Racoonworld · 25/08/2020 15:43

Back in March we were told lockdown was to protect the NHS, would be reviewed every 3 weeks and likely to be for up to 12 weeks. Well it is now 5 months later, the NHS never got overwelmed, and we are still in lockdown. Yes I know things are opening up but we still have massive restrictions on our lives, including not being able to hug family and friends and not being able to see more than one household inside (England), which over summer is fine but coming up to winter is obviously not going to be sustainable for most people. Many have had education disrupted, healthcare disrupted, jobs lost, family and friends separated, and I'm sure many more consequences.
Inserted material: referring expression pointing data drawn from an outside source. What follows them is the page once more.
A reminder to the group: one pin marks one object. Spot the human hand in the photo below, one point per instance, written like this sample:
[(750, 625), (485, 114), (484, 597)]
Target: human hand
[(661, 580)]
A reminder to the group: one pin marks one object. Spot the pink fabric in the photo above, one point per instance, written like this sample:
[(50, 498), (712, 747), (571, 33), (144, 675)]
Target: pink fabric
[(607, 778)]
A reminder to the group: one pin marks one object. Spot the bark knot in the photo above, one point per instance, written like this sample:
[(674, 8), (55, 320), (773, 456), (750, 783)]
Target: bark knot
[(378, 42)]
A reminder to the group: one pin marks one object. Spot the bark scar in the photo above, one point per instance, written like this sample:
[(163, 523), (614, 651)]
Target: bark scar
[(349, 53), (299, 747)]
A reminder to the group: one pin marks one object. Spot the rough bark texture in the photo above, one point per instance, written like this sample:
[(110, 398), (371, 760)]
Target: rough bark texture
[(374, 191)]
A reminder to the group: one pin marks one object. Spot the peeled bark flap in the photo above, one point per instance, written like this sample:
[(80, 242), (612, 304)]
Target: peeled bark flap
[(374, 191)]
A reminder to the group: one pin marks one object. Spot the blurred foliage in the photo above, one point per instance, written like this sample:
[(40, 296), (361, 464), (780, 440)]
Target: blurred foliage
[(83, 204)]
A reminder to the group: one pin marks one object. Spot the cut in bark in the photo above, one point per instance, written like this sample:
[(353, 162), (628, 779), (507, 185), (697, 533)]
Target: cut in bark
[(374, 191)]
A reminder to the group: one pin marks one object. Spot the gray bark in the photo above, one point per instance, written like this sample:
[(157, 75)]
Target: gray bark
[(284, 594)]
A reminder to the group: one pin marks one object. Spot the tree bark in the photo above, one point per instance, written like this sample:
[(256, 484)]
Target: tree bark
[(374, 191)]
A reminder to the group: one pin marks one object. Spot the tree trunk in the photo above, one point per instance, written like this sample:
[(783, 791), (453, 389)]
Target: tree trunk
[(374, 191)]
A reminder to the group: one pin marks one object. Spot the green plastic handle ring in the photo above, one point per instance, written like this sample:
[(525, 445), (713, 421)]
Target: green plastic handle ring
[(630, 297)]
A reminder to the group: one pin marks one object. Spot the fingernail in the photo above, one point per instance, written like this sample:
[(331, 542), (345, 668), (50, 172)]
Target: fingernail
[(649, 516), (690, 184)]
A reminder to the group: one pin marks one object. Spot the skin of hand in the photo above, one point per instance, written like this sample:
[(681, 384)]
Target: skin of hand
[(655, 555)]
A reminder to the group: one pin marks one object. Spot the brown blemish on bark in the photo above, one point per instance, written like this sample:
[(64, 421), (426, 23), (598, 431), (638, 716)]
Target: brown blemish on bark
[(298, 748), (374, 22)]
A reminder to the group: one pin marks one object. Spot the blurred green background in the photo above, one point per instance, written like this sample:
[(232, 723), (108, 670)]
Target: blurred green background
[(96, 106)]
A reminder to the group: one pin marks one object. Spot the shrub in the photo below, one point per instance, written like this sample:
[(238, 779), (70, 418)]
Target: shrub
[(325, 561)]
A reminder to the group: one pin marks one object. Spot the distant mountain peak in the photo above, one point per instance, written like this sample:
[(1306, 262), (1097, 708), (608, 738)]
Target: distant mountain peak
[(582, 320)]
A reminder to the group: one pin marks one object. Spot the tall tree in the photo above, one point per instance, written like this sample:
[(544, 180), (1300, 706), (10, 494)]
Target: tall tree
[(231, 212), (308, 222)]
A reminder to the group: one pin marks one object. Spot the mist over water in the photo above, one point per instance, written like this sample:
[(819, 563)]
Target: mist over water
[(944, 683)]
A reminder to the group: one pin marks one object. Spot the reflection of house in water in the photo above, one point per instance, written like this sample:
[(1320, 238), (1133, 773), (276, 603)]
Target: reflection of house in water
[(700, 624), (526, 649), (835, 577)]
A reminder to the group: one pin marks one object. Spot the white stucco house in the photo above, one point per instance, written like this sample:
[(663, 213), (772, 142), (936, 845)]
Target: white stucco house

What are we all/the government waiting for? There may never be a vaccine or effective treatment. Do they really expect people to live like this for years if there is no vaccine? Surely they need to give us a plan and timeline for what they expect of us or no one will stick to the rules for much longer.

OP posts:
Pomegranatepompom · 26/08/2020 13:34

@RunningAwaywiththeCircus all patients were reviewed before starting chemotherapy.
It was quite easy to review weekly blood results for example and discuss by telephone. We still carried out BMAs and all staging tests.
I agree the disparity is disappointing.

canigooutyet · 26/08/2020 14:04

NHs is a mess and as a result of I don't know what, patient care isn't there. And when you finally manage to get a bit of care, the process is batshit.

Arrange a blood test, so far so good, and finally they have implemented an appointment system. Don't even need to pop along with the blood test form, it's all there waiting and labels printed there and then.

Wait up to a week for results. This is where things get interesting. Text telling you result ready, call surgery to arrange telephone consultation, so far so good.

Talk to the GP, who tells you oh shit your results aren't good. Make a joke about yea not as bad as expected considering I'm not getting any other treatment outside mh.

GP says I need another appointment, to call the surgery back and say you need an appointment and what to tell reception.

(Yes I am now confused)

Called back the surgery (after listening to the message about trying to keep the lines free). Explained the situation to the receptionist, ah yes, I will put you on the list and Tim from admin will call you back, probably won't be until next week.

I asked, no-one could be bothered to try and come up with an explanation. The call back from Tim wouldn't be as bad if say the call happened towards the end of the week. But 10:30 am on a Monday morning? All because they have to physically see me.

And if I ever hear from Renal without me going the a&e route, I will pass on how it's going. So far, since April the only contact I have had, along with others in my medical team, is the answering machine, and when we are very lucky we are rewarded with the ability to leave a message.

I was on another thread the other day. Reasons from some who claimed to be nhs said it was government policies that closed these departments down. Which of course doesn't explain the inconsistencies across the country.

TheDailyCarbuncle · 26/08/2020 14:42

It amazes me the extent to which people are absolutely fixated on 'exponential growth' and possible deaths, when in order to prevent those fictional possible deaths (and they are fictional, there is no evidence at all that they would ever happen and they haven't happened anywhere in the world) actual deaths are happening. So in order to prevent covid deaths, deaths from cancer, suicide, heart attacks, strokes and a whole range of other illnesses have been increased and will continue to increase for months and possibly years to come. What makes a cancer death more acceptable than a covid death? Nothing of course, it's just that people are so pathologically fixated on covid that they can't actually see or acknowledge those deaths at all. And that's before you start to count the cost, both in deaths and illness, of recession, job losses and people stuck in abusive situations without any outside contact for months on end.

The utter madness of it is mind boggling.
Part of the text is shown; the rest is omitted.